Refleksi Seorang Guru
Dalam satu seminar Guru yang saya ikuti, ditampilkan satu slide film mengenai seorang Guru yang mengajar di pedalaman tanpa dibayar sepeserpun dan seringkali Guru tersebut mengeluarkan uang pribadi untuk kepentingan anak muridnya. Bahkan ditampilan ruangan kelas yang masih berbau tanah dan ayam pun ikut berada di kelas dengan kursi yang lapuk. ( Mungkin bisa diusulkan untuk ikut bedah rumah RCTI ).
Pribadi, saya mengacungkan apresiasi yang setinggi-tingginya terhadap pengabdian Guru tersebut, akan tetapi di sisi lain saya sebagai seorang Guru juga berontak ?

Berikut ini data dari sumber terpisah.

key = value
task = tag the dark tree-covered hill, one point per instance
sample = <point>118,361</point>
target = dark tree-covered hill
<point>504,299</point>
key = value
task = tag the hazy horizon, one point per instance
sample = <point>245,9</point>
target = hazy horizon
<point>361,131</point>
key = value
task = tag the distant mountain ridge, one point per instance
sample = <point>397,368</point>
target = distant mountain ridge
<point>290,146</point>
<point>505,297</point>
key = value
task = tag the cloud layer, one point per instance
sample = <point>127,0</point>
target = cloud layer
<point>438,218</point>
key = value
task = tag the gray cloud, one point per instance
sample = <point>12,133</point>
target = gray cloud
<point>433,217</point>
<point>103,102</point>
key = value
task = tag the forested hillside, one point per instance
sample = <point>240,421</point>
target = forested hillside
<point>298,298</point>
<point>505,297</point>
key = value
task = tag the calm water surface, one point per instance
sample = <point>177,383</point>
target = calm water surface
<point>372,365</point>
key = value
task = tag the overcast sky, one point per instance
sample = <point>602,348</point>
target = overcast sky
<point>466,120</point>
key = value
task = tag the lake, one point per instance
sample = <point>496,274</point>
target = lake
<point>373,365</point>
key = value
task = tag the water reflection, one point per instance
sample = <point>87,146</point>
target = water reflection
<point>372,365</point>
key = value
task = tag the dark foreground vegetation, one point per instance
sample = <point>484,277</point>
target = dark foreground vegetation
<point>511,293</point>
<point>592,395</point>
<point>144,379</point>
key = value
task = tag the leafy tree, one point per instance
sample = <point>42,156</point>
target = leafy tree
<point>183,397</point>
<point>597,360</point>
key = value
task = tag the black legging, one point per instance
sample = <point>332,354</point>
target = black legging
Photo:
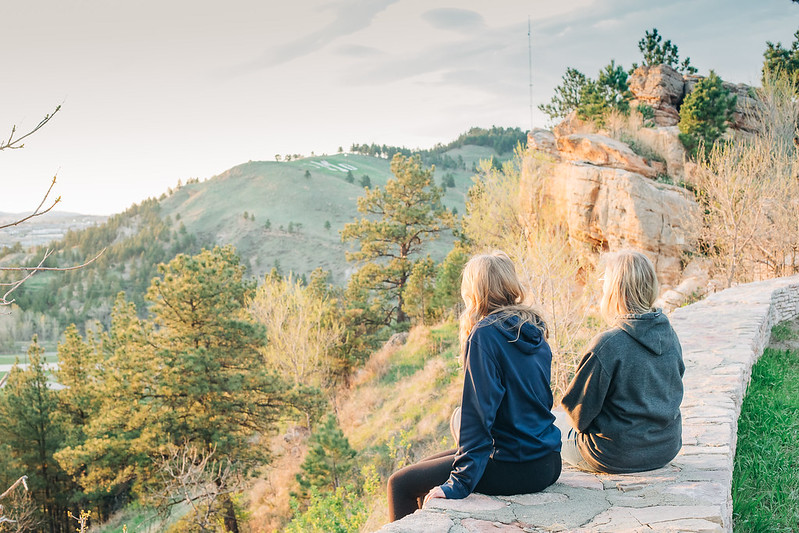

Pemberontakan saya terletak pada profesi Guru yang sering dipandang dengan sebelah Mata. Guru adalah profesi prestisius yang sama seperti profesi yang lain, i.e insinyur, dokter, pengacara, dll. Guru bekerja secara professional dan mendapatkan penghasilan yang dapat mencukupi kebutuhan hidup keluarganya. Bagaimana mungkin seorang Guru mengajar anak murid tanpa bayaran sedangkan di rumah sudah menunggu kebutuhan istri dan anak untuk membeli susu dan beras ?
Guru di awal cerita ini bukanlah Guru melainkan Misionaris yang bekerja dan mengabdi tanpa mengharapkan balas uang atau jasa. Guru yang sebenarnya adalah sama dengan profesi lain dengan tuntutan profesionalisme dan juga balas uang atau jasa yang sepadan dengan kompetensinya.
Adalah salah satu pandangan lama ketika Guru dianggap sebagai pahlawan tanpa tanda jasa dengan dimunculkannya lagu “Terpujilah Wahai Engkau..Ibu Bapak Guru ..( Hymne Guru )”. Kelirumorologi ( pinjam istilah bos Jamu Jaya Suprana ) mungkin istilah yang tepat untuk pandangan ini. Guru adalah Pahlawan dengan Jasa yang harus dibalas budi dengan penghasilan yang dapat mencukupi kebutuhan hidup keluarganya.
Sudah saatnya profesi Guru dipandang dengan Dua Mata dimana Guru ditempatkan dalam satu profesi prestisius sama dengan yang lain dengan tuntutan profesionalisme dan kompetensi yang tinggi.